The Madison Acro Yoga community provides a space for those interested in the art of acro yoga, the combination of acrobatics and yoga.
A group of five people practice acrobatics and yoga outside by the Memorial Union.
Photo by Richard Barker
The Madison Acro Yoga community encourages anyone interested in the art to give it a try.

While you’ve probably heard of yoga and of acrobatics, you may be unfamiliar with acro yoga. The practice combines acrobatics and yoga to create a peaceful, flowing atmosphere that is present in both the exercises done but also the community that is built up around it.  

In Madison, there’s a Madison Acro community cultivated through the Madison Acro Facebook page, created by Richard Baker to find a group of people interested in this specific art form.

This form of relaxation is best practiced as a group, so the more the merrier,” says Barker. “It creates positive feedback loops so the more you play together the better everyone gets at flying.”  

As of now, the Madison Acro Facebook page has more than 650 members. Erin Rhoads, who moderates the page, has been a part of the community for about five years.  

Her first introduction was through a “jam” on the square, an informal meet-up. Rhoades shares that many people learn through jams, but some people will go to classes or conventions across the country and share the knowledge with the group later on.  
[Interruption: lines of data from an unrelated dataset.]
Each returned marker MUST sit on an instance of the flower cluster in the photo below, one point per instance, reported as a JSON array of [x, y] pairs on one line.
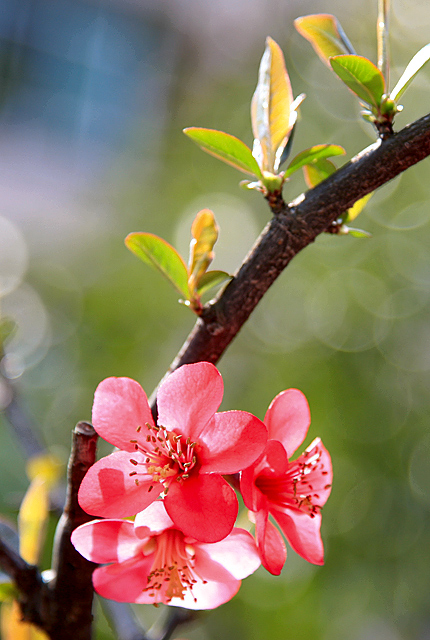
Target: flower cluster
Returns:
[[180, 546]]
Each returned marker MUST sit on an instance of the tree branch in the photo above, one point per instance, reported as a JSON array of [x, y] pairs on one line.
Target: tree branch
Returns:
[[293, 227], [27, 579], [69, 615]]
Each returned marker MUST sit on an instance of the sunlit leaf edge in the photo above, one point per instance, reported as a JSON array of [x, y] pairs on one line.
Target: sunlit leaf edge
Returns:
[[225, 147], [308, 156], [346, 67], [178, 275], [414, 66]]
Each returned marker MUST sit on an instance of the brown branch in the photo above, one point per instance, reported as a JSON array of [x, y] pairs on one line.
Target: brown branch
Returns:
[[28, 580], [292, 228], [69, 614]]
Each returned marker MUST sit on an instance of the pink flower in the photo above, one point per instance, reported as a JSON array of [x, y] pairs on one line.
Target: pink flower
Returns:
[[153, 561], [293, 492], [183, 457]]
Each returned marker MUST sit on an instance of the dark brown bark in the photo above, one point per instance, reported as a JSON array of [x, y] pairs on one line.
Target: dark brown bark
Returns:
[[70, 598], [292, 228], [62, 607]]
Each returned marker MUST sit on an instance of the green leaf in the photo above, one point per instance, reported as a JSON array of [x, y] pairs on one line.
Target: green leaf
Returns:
[[356, 233], [225, 147], [357, 208], [212, 279], [415, 65], [160, 255], [318, 171], [325, 34], [361, 76], [271, 113], [8, 591], [7, 329], [308, 156], [204, 231]]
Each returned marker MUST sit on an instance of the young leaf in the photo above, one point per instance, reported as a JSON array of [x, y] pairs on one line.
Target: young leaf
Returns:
[[356, 233], [357, 208], [205, 233], [415, 65], [160, 255], [308, 156], [361, 76], [271, 106], [318, 171], [32, 518], [212, 279], [225, 147], [325, 34]]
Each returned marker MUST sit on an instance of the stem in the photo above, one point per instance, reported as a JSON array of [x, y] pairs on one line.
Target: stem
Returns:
[[293, 228], [71, 591], [382, 33]]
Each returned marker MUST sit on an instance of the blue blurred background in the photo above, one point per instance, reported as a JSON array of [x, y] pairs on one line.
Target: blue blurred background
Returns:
[[93, 98]]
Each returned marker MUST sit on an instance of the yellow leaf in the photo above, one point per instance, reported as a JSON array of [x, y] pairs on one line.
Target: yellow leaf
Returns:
[[357, 207], [12, 627], [32, 518], [271, 116], [205, 233], [46, 466]]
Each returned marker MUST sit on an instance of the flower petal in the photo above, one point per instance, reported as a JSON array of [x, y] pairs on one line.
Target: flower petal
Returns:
[[273, 462], [108, 490], [189, 397], [270, 544], [120, 406], [152, 520], [319, 476], [237, 554], [203, 507], [207, 595], [231, 441], [303, 533], [123, 581], [105, 541], [288, 419]]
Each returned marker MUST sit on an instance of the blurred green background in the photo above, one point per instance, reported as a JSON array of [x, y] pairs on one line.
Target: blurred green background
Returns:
[[93, 99]]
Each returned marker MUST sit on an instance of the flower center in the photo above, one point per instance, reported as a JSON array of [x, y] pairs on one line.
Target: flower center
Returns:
[[298, 487], [172, 573], [167, 455]]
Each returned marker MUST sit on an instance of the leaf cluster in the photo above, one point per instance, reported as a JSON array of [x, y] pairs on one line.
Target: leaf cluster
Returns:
[[366, 80]]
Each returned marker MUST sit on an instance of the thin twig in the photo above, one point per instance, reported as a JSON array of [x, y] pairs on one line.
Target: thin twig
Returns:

“It’s an extremely welcoming group of people,” says Rhoads. The group meets through new jams or see if anyone wants to “play.” In acro yoga, the verb “play” is used to signal people interested in getting together to do acro yoga. “It’s very common for giggle fits and it’s a joyful activity,” says Rhoads.  

Acro yoga in Madison is focused on providing a space for those interested to practice the art. Rhoads says that like most hobbies, you make “great friends” and people “learn a lot about each other, themselves and how they work with people.” Similar to other forms of yoga and acrobatics, people also gain body awareness and can practice motor skills.  
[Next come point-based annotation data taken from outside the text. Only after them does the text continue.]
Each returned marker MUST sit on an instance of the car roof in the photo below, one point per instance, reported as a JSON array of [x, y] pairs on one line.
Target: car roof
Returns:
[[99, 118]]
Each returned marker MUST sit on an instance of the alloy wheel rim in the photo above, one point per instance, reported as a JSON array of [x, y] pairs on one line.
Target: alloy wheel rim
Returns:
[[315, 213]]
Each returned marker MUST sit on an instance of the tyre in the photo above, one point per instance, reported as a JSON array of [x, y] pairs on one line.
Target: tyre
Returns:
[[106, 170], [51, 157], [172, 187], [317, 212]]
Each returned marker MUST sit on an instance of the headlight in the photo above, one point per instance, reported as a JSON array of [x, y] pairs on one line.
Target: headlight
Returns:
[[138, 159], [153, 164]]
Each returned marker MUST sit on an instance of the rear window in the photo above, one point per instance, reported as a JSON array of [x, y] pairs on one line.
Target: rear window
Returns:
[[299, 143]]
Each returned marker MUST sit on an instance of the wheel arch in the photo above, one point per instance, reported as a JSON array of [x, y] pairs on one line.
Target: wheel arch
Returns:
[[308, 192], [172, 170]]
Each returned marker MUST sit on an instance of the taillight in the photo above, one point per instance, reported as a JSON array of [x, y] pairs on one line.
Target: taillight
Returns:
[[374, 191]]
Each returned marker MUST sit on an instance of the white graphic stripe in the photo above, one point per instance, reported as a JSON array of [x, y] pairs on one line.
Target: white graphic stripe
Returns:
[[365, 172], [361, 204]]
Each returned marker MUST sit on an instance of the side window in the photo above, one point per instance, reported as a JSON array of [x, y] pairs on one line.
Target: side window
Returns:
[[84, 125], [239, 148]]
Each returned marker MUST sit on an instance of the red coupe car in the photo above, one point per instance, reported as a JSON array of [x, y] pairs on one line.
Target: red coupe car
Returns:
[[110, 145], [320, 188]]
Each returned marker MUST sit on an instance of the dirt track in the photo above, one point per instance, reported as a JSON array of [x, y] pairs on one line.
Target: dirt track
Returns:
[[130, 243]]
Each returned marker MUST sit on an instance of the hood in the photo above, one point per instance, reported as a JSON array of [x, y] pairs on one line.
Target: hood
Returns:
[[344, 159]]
“My personal favorite things about acro yoga are: the absolutely delightful humans I meet, learning about how bodies work and the strong statement that it’s play,” says Rhoads.  

The participants gather throughout the year, and weather permitting they practice outside and tend to meet more frequently in warmer months. During the winter, most of the jams are held at Madison Circus Space. Rhoads shares that most acro yoga communities are unstructured.

“My only goal is to help more people get to experience it, as currently it’s a hobby or pass time that is often seen off as being on the fringe of society much like yoga as a couple of decades ago,” says Barker.